The purpose of the Assessment Research Grants is to contribute, together with internal British Council research activities, to the validation of Aptis.

The research agenda upon which the grants are premised is based on the modified socio-cognitive validation framework (Weir, 2005; O’Sullivan & Weir, 2011) and will build a significant body of substantive evidence of the validity of Aptis. The use of alternative validation frameworks that also contribute evidence of the validity of Aptis will also be considered.

The grants will support projects directly focused on Aptis. Projects which are more exploratory in nature and utilise instruments other than Aptis will be considered provided the proposer can demonstrate the potential impact of their research on Aptis.

Projects will be for a period of one year.

Who can apply?

Educational institutions and suitably qualified individuals are invited to apply for funding to undertake applied research projects of relevance to Aptis. In order to foster our relationship with clients, we will also encourage applications from test users interested in understanding how the test impacts on their institution. Please note that regardless of the geographical location of applications and regardless of where the actual research will take place, all contracts for research projects issued by the British Council are subject to the laws of England and Wales; this is non-negotiable.

Financial support

The maximum financial support for individual projects will, in principle, be limited to a maximum of £17,500, although it is expected that projects requesting financial support in the region of £10,000 to £15,000 will be most positively considered.

Applications for extensive travel or large items of equipment will not be supported. N.B. Applications should NOT at this stage include requests for funding for conference presentations; if completion of the research project results in acceptance of a paper at an international conference, the British Council will consider supporting the attendance of one of the authors through a separate application.

Areas of interest for 2018

The research grants support researchers around the world in conducting and disseminating the highest quality research. The areas of particular interest to the British Council in 2018 include:

Equality, Diversity and Inclusion (EDI)

We welcome proposals dealing with any aspects of EDI, including test-takers with specific disabilities, in relation to Aptis General or any of the Aptis variants, either in full or relating to a particular skill or combination of skills

English as a Medium of Instruction (EMI)

We welcome proposals using Aptis General, Aptis for Teens and Aptis Advanced in relation to assessment of language for studies in an EMI environment.

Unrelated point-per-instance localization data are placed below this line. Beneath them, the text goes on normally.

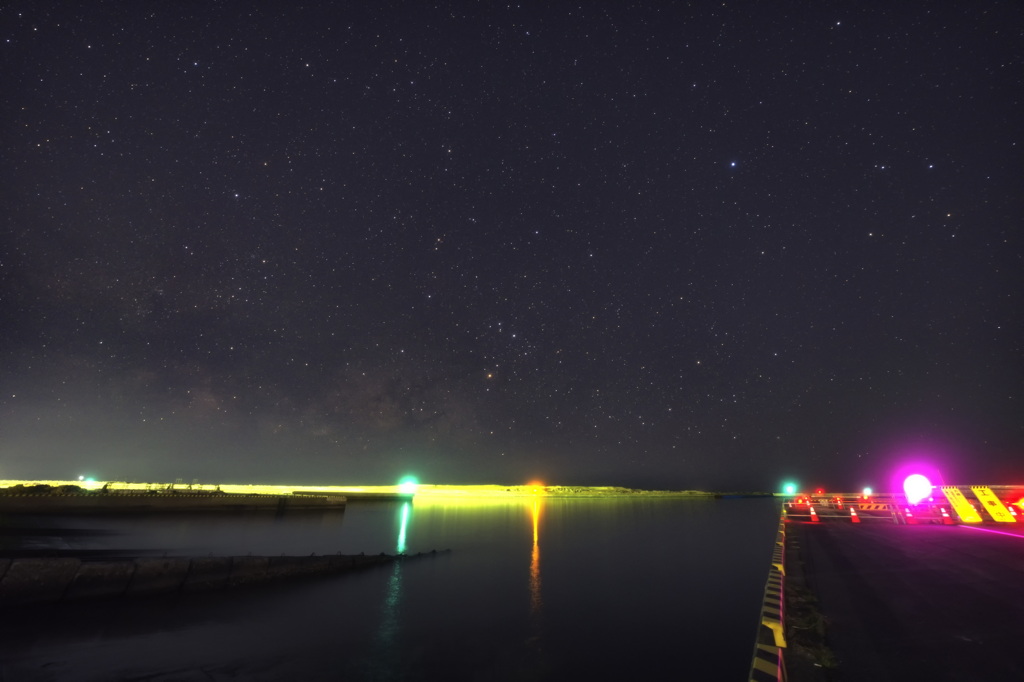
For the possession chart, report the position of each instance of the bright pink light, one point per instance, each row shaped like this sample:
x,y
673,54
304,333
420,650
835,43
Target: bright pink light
x,y
916,487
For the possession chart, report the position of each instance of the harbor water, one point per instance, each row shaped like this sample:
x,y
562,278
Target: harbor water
x,y
532,589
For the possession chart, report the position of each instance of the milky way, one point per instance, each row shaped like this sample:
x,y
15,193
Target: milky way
x,y
656,246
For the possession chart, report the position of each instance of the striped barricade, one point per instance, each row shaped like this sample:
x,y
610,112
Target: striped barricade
x,y
768,664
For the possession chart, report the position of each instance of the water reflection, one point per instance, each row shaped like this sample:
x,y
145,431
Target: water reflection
x,y
384,663
536,602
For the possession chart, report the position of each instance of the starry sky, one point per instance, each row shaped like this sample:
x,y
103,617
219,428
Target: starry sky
x,y
649,244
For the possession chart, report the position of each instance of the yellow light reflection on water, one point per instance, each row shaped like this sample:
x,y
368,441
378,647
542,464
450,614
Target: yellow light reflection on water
x,y
535,564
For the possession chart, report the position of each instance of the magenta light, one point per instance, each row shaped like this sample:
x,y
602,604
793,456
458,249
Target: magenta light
x,y
916,487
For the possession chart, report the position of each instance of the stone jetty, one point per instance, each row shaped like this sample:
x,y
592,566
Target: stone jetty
x,y
34,580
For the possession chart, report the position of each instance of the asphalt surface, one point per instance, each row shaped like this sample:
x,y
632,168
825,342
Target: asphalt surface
x,y
919,602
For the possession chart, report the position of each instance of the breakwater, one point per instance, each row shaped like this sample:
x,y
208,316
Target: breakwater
x,y
34,580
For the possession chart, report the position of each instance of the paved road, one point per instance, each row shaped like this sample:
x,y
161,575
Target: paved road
x,y
919,602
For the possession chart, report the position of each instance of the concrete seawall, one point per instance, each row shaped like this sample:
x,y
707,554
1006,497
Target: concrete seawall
x,y
29,581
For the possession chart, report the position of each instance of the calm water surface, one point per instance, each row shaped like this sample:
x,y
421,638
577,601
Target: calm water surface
x,y
632,589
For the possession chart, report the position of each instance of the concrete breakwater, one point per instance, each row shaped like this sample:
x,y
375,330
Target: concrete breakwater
x,y
161,502
29,580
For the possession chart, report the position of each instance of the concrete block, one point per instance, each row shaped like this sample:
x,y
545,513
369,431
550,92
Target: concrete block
x,y
208,573
295,566
339,562
29,581
247,569
157,576
100,579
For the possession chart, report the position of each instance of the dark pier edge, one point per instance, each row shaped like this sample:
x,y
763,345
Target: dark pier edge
x,y
27,581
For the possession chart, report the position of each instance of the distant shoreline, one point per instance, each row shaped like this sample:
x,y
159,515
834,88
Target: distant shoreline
x,y
233,491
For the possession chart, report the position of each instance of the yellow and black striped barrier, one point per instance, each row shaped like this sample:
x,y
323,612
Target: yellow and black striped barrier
x,y
768,664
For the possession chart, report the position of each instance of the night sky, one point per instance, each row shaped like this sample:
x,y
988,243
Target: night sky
x,y
674,246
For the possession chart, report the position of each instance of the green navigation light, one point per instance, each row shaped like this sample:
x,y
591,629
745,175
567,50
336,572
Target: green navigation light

Assessing higher proficiency levels

We welcome proposals using Aptis Advanced and Aptis General to assess test-takers at CEFR B2 level and above.

Automated assessment of writing and/or speaking

We welcome proposals dealing with any aspect of automated assessment of writing and/or speaking.

Broader assessment issues

Consideration will also be given to other issues of current interest from the area of Applied Linguistics and Second Language Acquisition in relation to language assessment.

Grant recipients


Sathena Chan, Daniel Lam and Tony Green (CRELLA, University of Bedfordshire) for their project which will Investigate the textual features and revising processes of EFL and L1 English writers in China in Aptis for Teens Writing Task 4.

Nivja de Jong and Jos Pacilly (Leiden University Centre of Linguistics, Leiden University, Holland) for their project which will look at new techniques to measure fluency in speech automatically.

Ute Knoch and Catherine Elder (University of Melbourne, Australia) for their project to investigate the discourse produced at score levels B2.2 to C2 on the Aptis Advanced Writing Test.

Judit Kormos (Department of Linguistics and English Language, Lancaster University) for her project which will explore time-extension and the second language reading performance of children with different first language literacy profiles.


Trisevgeni Liontou (University of Athens) for her study which will apply automated analyses techniques to investigate discourse features in the Aptis for Teens Writing test: Evidence from lower secondary EFL students.

Nathaniel Owen (Open University) for Exploring rater behaviour with test-taker responses in Aptis Writing.

Okim Kang (Northern Arizona University) for her study on linguistic features and automatic scoring of Aptis speaking performances.

Carol Spöttl, Eva Konrad, Franz Holzknecht & Matthias Zehentner (Language Testing Research Group, University of Innsbruck) for their project on assessing writing at lower levels: research findings, task development locally and internationally, and the opportunities presented by the extended CEFR descriptors.

Azlin Zaiti Zainal , Ng Lee Luan & Tony Green (Faculty of Languages and Linguistics, University of Malaya)for their study which looks into the impact of the ProELT 1 training programme and Aptis on Malaysian English teachers’ classroom practice.